This also provides a challenge to our ability to stay true to international agreements on gender equality. Yet, these obligations continue to apply, and we cannot deprioritise them. We continue to have the obligation to ensure the full and equal enjoyment of all human rights for all women and girls in all contexts, including in the current conflicts. Women’s full, equal and meaningful participation and leadership continues to be central in all areas, including in ‘hard security’ and defence.

Maintaining international peace and security depends on our ability to draw maximum benefits from the synergies between existing frameworks. This includes obligations emerging from the CEDAW Convention and the Women, Peace and Security commitments. As highlighted by CEDAW General Recommendation 30, we should do more to reinforce and support women’s role in formal and informal conflict prevention, preventive diplomacy and to include gender-specific indicators in early warning systems. Enhancing accountability and increasing women’s meaningful and effective participation in peace and political processes are areas where we can do more.

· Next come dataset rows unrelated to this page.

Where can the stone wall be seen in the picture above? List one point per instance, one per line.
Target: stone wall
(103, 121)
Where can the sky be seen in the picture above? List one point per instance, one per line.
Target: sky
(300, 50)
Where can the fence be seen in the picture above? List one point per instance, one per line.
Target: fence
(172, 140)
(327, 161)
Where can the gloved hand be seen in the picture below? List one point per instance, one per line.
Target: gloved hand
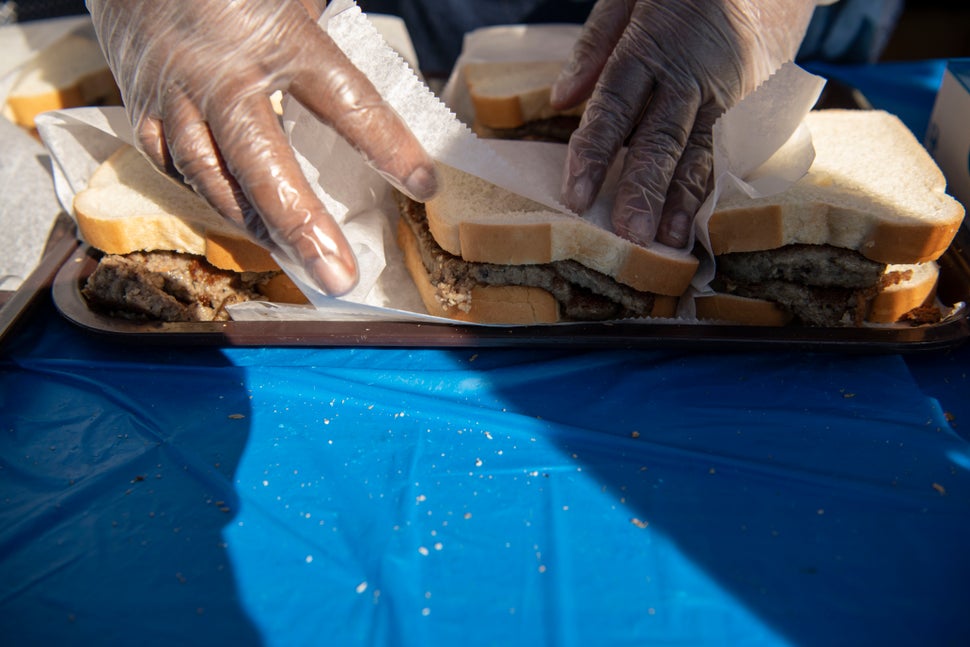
(196, 76)
(661, 73)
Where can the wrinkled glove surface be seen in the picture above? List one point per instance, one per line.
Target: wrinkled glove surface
(657, 76)
(196, 77)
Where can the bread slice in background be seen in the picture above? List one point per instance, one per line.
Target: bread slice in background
(873, 192)
(71, 72)
(872, 188)
(508, 95)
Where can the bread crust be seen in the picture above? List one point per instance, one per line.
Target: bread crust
(872, 188)
(489, 304)
(482, 223)
(740, 310)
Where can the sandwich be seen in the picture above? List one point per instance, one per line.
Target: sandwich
(853, 242)
(511, 101)
(480, 254)
(166, 255)
(72, 72)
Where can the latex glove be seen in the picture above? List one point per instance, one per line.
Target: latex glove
(196, 76)
(661, 73)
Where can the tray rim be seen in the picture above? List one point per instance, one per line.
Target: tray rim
(71, 304)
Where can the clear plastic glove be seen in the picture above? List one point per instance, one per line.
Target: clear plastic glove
(659, 74)
(196, 77)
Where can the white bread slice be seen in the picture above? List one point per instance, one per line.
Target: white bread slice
(511, 304)
(70, 73)
(492, 304)
(917, 289)
(510, 94)
(129, 206)
(740, 310)
(872, 188)
(484, 223)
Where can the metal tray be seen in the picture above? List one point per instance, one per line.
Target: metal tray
(954, 287)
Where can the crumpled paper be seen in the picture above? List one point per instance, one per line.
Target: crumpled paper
(360, 198)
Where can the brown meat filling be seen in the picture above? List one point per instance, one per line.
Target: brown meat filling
(820, 285)
(583, 294)
(168, 286)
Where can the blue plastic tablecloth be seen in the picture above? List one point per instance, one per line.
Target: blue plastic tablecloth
(293, 496)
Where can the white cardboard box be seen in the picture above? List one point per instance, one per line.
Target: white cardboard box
(948, 134)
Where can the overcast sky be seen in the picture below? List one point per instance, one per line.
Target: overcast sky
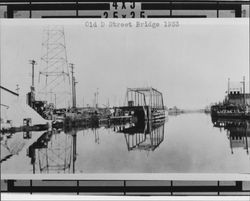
(190, 65)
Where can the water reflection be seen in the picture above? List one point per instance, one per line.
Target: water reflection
(54, 152)
(147, 136)
(238, 132)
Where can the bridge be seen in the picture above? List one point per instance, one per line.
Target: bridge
(110, 9)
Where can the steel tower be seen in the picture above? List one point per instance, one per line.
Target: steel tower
(54, 79)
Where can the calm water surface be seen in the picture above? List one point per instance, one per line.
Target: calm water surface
(188, 143)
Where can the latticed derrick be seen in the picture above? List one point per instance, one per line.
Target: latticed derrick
(54, 78)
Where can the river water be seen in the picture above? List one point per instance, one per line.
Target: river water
(187, 143)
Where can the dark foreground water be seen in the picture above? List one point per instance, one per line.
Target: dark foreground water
(188, 143)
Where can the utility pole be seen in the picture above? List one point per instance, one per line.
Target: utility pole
(244, 91)
(33, 63)
(73, 86)
(244, 98)
(55, 101)
(17, 89)
(97, 93)
(72, 77)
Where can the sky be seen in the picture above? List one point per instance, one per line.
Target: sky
(190, 64)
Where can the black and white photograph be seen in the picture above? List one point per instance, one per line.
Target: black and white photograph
(126, 96)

The CEDAW Convention provides us with a tool to eliminate all forms of discrimination against women. It requires States Parties to take all appropriate measures, including legislation, to ensure the advancement of women for the purpose of guaranteeing the full exercise and enjoyment of all women’s human rights and fundamental freedoms on a basis of equality with men. The Convention is thus an international legal framework that not only allows for a harmonization of national laws, but also facilitates inter-State cooperation and brings clarity on States’ obligations and positive actions to ensure the equal rights of men and women to enjoy all economic, social, cultural, civil and political rights.

Madam Chair,

The EU will continue to prioritise gender equality, also as a solution to the increasingly complex global security challenges. We aim to improve implementation by enhancing gender mainstreaming across our foreign and security policies.

Europe has always been about standing stronger together. This includes the geographically diverse coalition of states and civil society globally who remain committed to both the CEDAW and the Women, Peace and Security Agenda; and who understand that these are not interchangeable frameworks, but mandates that complement and strengthen one another.